Q6) Define a bag of words?
A6) When using machine learning methods to model text, the bag-of-words model is a way of encoding text data.
The bag-of-words approach is easy to learn and use, and it's proven to be effective in tasks like language modelling and document classification.
The bag-of-words model for feature extraction in natural language processing.
A bag-of-words model, or BoW for short, is a method of extracting text attributes for use in modelling, such as machine learning techniques.
The method is straightforward and adaptable, and it may be used to extract information from documents in a variety of ways.
A bag-of-words is a text representation that describes the frequency with which words appear in a document. It entails two steps:
A list of terms that are well-known.
A metric for determining the existence of well-known terms.
Because any information about the sequence or structure of words in the document is deleted, it is referred to as a "bag" of words. The model simply cares about whether or not recognised terms appear in the document, not where they appear.
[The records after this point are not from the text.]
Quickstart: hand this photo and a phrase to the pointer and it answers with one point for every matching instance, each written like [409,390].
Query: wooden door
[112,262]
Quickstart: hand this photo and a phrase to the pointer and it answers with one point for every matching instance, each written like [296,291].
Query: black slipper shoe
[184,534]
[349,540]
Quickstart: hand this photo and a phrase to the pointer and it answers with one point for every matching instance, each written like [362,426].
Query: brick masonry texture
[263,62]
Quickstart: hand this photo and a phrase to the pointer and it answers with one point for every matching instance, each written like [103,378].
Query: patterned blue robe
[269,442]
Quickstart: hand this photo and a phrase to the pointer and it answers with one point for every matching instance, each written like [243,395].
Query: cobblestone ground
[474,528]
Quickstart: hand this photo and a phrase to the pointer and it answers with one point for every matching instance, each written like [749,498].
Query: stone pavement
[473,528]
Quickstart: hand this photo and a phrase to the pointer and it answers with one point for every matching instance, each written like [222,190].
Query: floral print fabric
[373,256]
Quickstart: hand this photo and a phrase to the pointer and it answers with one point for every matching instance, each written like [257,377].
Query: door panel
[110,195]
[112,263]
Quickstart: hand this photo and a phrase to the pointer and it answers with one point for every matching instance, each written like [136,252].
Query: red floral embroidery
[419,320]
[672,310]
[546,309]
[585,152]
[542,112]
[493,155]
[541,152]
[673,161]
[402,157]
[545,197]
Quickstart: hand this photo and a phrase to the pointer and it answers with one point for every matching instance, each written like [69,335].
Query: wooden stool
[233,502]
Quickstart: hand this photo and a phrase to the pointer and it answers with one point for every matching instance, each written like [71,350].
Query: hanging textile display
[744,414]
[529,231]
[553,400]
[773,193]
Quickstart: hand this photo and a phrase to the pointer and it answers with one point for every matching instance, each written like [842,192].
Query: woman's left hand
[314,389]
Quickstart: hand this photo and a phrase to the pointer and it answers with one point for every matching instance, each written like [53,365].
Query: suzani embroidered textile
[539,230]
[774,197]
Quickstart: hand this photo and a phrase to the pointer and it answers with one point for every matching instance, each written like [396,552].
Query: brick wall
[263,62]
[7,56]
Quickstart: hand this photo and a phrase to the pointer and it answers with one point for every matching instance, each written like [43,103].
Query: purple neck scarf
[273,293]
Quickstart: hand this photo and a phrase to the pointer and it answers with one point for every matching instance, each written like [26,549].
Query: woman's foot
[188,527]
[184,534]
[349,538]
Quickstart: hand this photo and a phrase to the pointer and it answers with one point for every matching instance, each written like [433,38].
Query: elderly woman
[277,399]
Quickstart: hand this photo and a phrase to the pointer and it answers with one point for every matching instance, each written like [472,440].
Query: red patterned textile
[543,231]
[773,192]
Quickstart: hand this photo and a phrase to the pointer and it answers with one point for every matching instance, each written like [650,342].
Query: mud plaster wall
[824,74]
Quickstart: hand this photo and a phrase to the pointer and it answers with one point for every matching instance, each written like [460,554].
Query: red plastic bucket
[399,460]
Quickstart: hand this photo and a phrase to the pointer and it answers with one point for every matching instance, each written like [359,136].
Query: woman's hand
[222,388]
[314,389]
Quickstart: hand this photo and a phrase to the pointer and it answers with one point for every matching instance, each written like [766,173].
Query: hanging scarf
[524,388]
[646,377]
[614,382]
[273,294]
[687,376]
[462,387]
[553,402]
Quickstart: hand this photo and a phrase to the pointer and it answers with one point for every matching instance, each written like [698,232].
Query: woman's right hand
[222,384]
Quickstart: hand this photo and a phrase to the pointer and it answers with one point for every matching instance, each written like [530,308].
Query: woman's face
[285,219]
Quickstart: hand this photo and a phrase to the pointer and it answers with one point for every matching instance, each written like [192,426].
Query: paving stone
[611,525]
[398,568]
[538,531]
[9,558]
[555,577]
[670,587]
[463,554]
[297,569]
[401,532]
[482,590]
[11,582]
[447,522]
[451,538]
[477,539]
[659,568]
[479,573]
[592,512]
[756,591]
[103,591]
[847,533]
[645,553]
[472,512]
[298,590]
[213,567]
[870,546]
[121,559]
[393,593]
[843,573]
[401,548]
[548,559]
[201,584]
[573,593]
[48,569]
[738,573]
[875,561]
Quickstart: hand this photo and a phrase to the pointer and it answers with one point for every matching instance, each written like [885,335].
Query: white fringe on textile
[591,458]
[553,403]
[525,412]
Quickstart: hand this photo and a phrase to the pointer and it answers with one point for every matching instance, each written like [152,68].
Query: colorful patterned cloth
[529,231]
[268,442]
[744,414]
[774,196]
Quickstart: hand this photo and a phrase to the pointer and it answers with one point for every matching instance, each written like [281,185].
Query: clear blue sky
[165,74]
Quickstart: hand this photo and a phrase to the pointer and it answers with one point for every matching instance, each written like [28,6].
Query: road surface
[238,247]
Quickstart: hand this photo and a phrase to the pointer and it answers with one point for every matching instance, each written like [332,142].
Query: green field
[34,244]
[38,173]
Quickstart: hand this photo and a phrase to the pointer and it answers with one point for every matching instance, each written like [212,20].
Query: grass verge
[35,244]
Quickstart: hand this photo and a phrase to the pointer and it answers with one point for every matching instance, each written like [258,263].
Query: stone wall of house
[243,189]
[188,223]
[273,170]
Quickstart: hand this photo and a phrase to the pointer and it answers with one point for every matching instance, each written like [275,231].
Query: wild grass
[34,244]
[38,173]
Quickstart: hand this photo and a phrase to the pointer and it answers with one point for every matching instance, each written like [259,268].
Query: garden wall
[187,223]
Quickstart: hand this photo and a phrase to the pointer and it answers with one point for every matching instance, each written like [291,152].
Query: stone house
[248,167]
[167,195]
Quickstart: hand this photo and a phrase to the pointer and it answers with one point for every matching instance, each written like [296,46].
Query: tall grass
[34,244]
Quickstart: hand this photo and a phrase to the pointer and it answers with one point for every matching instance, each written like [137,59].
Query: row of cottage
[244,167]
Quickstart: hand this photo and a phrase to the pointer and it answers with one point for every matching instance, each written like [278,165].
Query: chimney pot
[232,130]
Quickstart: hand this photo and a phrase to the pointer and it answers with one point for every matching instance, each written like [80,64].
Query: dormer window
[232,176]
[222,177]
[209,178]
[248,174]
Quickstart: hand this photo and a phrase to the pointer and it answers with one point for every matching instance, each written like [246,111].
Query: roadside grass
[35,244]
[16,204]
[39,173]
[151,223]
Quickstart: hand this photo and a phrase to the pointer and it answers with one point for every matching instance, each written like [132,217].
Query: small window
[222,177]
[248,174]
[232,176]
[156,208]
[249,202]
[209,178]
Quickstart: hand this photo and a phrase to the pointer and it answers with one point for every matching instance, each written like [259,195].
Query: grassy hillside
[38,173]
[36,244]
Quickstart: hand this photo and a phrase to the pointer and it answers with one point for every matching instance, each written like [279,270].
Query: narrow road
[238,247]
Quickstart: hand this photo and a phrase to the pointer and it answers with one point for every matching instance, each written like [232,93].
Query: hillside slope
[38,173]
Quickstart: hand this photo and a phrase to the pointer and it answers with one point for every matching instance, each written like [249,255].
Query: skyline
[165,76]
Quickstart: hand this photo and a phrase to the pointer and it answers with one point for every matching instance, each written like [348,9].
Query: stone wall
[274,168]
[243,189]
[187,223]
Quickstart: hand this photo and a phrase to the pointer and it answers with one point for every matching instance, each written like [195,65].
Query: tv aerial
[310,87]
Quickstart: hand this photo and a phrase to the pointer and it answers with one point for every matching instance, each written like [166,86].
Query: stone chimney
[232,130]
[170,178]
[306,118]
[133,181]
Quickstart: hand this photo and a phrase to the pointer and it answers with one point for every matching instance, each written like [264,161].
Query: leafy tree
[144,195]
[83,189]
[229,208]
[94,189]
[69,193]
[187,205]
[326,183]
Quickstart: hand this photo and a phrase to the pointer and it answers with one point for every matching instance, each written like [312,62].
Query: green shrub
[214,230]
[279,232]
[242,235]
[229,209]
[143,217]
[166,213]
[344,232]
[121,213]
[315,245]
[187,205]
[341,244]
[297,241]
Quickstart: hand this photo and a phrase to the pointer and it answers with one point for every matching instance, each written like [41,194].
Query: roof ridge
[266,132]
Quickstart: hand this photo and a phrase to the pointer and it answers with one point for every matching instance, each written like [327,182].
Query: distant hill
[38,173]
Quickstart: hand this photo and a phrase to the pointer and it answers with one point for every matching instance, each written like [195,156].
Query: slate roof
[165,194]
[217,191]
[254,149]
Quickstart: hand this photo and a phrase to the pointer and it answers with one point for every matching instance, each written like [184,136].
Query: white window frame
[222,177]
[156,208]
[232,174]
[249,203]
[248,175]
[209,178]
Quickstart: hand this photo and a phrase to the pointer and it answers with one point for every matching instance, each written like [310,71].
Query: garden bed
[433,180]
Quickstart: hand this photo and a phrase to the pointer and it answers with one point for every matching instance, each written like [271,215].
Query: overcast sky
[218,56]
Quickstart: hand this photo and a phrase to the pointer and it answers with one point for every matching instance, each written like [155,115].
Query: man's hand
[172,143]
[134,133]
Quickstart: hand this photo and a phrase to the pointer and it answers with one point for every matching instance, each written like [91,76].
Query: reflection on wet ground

The assumption is that documents with comparable content are similar. Furthermore, we can deduce something about the document's significance solely from its content.
You can make the bag-of-words as simple or as complex as you want. The difficulty arises from deciding how to create a vocabulary of known words (or tokens) as well as how to rate the existence of known terms.
Limitations
The bag-of-words paradigm is simple to learn and use, and it provides a lot of customization options for your individual text data.
It's been used to solve challenges like language modelling and documentation classification with tremendous success.
Nonetheless, it has some flaws, including the following:
● The vocabulary must be carefully designed, especially in order to regulate the size, which has an impact on the document representations' sparsity.
● Sparsity: Sparse representations are more difficult to model, both in terms of computational complexity (space and time complexity) and in terms of information difficulty (models must harness so little information in such a huge representational space).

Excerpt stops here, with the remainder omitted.